Oral exams and quizzes are hard for reasons unrelated to understanding the subject matter. Language barriers, public speaking anxiety, exam stress, etc. All things that students should hopefully learn how to overcome, but that's a lot to ask a teacher to deal with in addition to teaching history or whatever. With a paper, a student can choose their own working environment, choose a day and time when they are best able to focus, have a constructive discussion with the teacher if they're having trouble midway through the work, and spread their effort (if they want to) across more than an hour-long test or 5-minute oral exam. In an imaginary world where they couldn't cheat, a paper gives the teacher the best chance of evaluating whether a student understands the material.

I don't think you're wrong necessarily, but there are good reasons that teachers like papers other than "we've always used them".


> Oral exams and quizzes are hard for reasons unrelated to understanding the subject matter. Language barriers, public speaking anxiety, exam stress, etc

People have some different challenges writing papers and taking oral and written quizzes, but is one way or the other necessarily easier? For writing papers, think about language barriers, anxiety about writing ability, stress of writing papers, need for self-motivation and time management, etc.


Because, assuming it's done properly w/o cheating, it's a great learning tool. It's sometimes easy to forget that certain tasks are the way they are because they're supposed to teach. We don't structure teaching and learning around what the least painful thing is.


>Because, assuming it's done properly w/o cheating

But that's what we are solving for. So you can't assume it.

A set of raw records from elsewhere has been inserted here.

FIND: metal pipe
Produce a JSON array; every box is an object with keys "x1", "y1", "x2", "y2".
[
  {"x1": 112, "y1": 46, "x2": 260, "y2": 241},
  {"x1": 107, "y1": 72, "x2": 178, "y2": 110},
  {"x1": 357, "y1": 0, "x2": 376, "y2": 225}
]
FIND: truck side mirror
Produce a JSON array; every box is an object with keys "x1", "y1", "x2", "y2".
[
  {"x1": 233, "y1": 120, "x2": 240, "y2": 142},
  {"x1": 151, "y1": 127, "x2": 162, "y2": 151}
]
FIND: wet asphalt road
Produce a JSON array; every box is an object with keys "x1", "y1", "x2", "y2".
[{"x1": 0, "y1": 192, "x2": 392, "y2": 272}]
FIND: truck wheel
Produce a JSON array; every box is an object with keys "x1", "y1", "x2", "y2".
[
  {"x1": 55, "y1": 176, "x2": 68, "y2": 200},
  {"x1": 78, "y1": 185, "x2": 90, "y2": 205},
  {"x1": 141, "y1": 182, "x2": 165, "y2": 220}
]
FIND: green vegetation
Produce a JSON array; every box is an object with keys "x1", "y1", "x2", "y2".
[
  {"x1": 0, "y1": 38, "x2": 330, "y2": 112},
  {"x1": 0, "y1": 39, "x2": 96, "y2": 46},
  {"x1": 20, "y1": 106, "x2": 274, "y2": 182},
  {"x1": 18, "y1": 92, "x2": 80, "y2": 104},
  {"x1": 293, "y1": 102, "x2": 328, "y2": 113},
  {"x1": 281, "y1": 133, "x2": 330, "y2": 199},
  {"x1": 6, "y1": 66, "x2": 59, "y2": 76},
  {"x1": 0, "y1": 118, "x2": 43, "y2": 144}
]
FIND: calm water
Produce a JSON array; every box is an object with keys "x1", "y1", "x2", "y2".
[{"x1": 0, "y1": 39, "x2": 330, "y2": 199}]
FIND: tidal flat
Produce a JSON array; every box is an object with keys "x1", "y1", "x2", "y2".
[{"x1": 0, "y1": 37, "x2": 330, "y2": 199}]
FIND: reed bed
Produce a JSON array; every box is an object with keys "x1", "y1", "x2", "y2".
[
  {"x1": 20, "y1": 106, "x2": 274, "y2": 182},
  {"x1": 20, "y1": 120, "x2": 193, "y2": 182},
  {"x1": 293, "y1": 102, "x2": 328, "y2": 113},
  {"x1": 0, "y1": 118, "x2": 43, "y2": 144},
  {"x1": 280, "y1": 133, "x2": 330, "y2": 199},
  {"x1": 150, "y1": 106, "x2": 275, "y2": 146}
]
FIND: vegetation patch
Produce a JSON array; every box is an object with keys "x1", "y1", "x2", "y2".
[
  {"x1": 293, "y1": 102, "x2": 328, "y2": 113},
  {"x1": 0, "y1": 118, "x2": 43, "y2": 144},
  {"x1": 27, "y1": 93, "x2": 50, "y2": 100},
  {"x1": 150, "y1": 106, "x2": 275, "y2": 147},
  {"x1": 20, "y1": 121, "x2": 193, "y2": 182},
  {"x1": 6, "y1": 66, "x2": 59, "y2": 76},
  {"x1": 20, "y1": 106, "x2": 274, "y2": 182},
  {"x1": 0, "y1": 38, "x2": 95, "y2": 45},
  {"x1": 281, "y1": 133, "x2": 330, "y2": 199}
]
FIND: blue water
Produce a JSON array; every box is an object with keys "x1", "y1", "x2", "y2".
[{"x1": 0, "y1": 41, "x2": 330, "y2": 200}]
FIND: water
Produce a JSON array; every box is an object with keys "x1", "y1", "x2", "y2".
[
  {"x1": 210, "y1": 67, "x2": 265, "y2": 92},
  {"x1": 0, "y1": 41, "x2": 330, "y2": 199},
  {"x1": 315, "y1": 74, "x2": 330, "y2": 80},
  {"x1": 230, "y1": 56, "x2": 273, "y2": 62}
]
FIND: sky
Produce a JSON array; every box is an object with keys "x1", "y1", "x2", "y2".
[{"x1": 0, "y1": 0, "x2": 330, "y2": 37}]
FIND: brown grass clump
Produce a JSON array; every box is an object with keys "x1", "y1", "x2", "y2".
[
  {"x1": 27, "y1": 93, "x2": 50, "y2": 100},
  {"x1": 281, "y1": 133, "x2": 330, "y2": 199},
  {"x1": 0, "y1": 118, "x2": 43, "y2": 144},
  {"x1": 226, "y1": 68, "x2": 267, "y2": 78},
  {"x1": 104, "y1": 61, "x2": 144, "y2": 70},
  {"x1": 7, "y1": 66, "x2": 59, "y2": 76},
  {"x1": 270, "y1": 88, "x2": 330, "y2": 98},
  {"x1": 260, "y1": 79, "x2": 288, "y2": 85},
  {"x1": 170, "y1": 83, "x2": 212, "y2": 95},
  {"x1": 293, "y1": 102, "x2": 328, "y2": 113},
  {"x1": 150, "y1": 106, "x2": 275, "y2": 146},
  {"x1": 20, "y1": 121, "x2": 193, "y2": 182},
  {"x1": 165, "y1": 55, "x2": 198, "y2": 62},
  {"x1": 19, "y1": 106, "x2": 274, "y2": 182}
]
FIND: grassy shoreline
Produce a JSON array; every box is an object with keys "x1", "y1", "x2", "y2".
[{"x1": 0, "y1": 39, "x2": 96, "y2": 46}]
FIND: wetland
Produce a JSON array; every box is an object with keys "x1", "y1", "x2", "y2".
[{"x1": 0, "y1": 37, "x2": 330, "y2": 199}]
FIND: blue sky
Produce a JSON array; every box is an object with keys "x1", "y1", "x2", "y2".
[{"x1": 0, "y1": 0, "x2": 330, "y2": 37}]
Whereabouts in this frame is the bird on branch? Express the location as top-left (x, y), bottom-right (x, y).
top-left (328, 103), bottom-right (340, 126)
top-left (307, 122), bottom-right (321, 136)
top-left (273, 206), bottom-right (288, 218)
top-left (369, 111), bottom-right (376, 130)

This is what I mean when I say educators need to be more agile instead of insisting on assessment methods they simply assume should work.


How wide is the gap between “least painful thing” and “most effective thing”?


I think the most realistic way is to do a flipped classroom, where middle-school and beyond, children are expected to be independent learners. Class time should be spent on application of skills and evaluation.


Why do we even grade people? Just teach the content and be done with it. Sure if a student wants to assess their knowledge to see how well they can answer questions they can do that for kicks. If industry wants well educated people, they should have supervised entrance quizes or exams, the onus is on them. This obsession with catching cheaters is out of control.


If you're asking this seriously:

We need to grade people because that's the best way we have to determine (for one or more subjects) who's:

1. capable enough, so that we can promote them to the next stage;

2. improving or has potential for improvement, so that we can give them the tools or motivation to continue;

3. underperforming, so that we can find out why and help them turn it around (or reduce the pressure);

4. actually learning the content, and if not, why not.

Thankfully, everyone knows this system is flawed, so most don't put too much weight on school grades. But overall, the grades are there to provide both an incentive for teachers and students to do better, and a way to compare performance.


All good points, and I was sort of coming at it from the point of view of catching cheaters. ofc cheaters skew the data but theyre ultimately hurting themselves. They wont pass a companies' entrance tests or will soon find themselves unemployed if they cant do the work. Yes its a problem but I see a lot of effort being spent on trying to detect them. Is that effort proportional to the problem?


If computer usage hampers a child's socialization with the group he's learning with, maybe the simplest and most meaningful solution would be preventing children enrolled in language comprehension classes from having access to computers at home particularly at core language and reasoning stages in development.